Grant Holder: Professor Kevin Ryan
Institution: Beatson Institute for Cancer Research, Scotland
Grant Award: 182,068 for 3 years
Project Title: Tagging proteins and how things go wrong in cancer
Proteins carry out most roles within our cells. They control processes such as how the cells grow and divide. Cancer is caused by changes to either the structure or activity of key proteins that regulate how the cells operate, divide and die. One way that cells control the activity of proteins is to add on specific chemical groups or ‘tags’. The addition of tags can lead to an increase or decrease in protein activity. This often happens incorrectly in cancers and the change drives the cell to grow and divide in an uncontrolled manner, forming a tumour. Professor Ryan is studying a type of tagging called glycosylation which is important to ensure the proteins are folded up into the right shape and allows them to work in communication pathways within the cell. He aims to understand in more detail how the process is controlled and what goes wrong in cancer.

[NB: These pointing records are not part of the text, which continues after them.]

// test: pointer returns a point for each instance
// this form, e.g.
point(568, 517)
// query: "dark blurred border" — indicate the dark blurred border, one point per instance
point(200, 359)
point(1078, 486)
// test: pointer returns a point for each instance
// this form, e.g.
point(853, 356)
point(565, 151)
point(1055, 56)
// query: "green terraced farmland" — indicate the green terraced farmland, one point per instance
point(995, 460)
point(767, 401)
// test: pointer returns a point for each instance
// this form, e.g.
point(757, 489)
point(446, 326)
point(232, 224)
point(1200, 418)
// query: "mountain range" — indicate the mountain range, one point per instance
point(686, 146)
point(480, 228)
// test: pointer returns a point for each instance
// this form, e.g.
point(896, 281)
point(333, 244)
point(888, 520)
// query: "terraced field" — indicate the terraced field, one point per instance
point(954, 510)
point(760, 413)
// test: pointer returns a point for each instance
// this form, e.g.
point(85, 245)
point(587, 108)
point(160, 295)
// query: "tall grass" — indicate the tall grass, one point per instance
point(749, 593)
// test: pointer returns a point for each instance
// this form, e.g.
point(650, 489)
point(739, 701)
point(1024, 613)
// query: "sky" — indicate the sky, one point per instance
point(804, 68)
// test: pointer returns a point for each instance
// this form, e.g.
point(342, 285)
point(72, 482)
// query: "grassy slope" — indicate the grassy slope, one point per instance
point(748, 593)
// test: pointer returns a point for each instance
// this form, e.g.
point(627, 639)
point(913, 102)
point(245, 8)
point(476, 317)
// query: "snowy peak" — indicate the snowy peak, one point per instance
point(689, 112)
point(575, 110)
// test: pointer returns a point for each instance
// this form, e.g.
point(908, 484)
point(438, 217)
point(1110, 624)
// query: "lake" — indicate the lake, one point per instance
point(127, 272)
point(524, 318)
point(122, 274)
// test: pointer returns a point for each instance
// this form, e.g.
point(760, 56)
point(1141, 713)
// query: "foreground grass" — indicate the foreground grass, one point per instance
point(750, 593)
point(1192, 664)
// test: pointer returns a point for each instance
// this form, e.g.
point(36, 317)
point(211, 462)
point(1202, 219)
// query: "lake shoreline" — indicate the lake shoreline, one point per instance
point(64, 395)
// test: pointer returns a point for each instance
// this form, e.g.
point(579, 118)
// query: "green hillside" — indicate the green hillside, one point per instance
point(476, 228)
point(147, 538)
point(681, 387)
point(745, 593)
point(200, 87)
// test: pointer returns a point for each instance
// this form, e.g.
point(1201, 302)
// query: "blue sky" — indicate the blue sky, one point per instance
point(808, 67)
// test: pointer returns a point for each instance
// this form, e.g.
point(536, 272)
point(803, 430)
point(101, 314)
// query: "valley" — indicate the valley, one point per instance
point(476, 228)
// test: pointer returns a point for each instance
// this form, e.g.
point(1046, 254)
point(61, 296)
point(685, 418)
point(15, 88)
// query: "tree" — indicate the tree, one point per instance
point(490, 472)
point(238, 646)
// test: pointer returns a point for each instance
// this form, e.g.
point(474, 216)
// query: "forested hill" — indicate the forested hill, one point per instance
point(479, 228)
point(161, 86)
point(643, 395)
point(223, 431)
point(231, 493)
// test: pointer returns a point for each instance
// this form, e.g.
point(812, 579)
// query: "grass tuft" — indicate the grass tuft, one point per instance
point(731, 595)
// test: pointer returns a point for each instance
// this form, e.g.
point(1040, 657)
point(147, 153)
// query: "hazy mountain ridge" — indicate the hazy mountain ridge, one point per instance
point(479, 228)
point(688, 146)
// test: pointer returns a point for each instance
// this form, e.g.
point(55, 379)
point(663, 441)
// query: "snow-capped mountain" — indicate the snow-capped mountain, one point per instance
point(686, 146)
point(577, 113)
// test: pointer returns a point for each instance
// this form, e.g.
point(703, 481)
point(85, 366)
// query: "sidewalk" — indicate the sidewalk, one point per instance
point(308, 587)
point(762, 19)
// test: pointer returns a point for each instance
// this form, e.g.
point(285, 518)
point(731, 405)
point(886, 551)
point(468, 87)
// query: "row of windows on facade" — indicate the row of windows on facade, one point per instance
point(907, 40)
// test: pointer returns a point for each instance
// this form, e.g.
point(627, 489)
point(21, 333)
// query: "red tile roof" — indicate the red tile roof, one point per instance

Grant Holder: Dr Arthur Zelent
Institution: The Institute of Cancer Research, England
Grant Award: £187,143 for 3 years
Project Title: Finding new treatments for Non-Hodgkin’s Lymphoma
Cancer drugs known as histone deacetylase (HDAC) inhibitors, that work by blocking the action of a molecule called histone deacetylase, have recently been approved for the treatment of some lymphomas. Dr Zelent has evidence that they may also be effective treatments for other lymphomas including Non-Hodgkin’s Lymphoma. He is now using his AICR grant to investigate exactly how a specific type of HDAC called HDAC9 is involved in Non-Hodgkin’s Lymphoma and to investigate if HDAC inhibitors could also be given to these patients.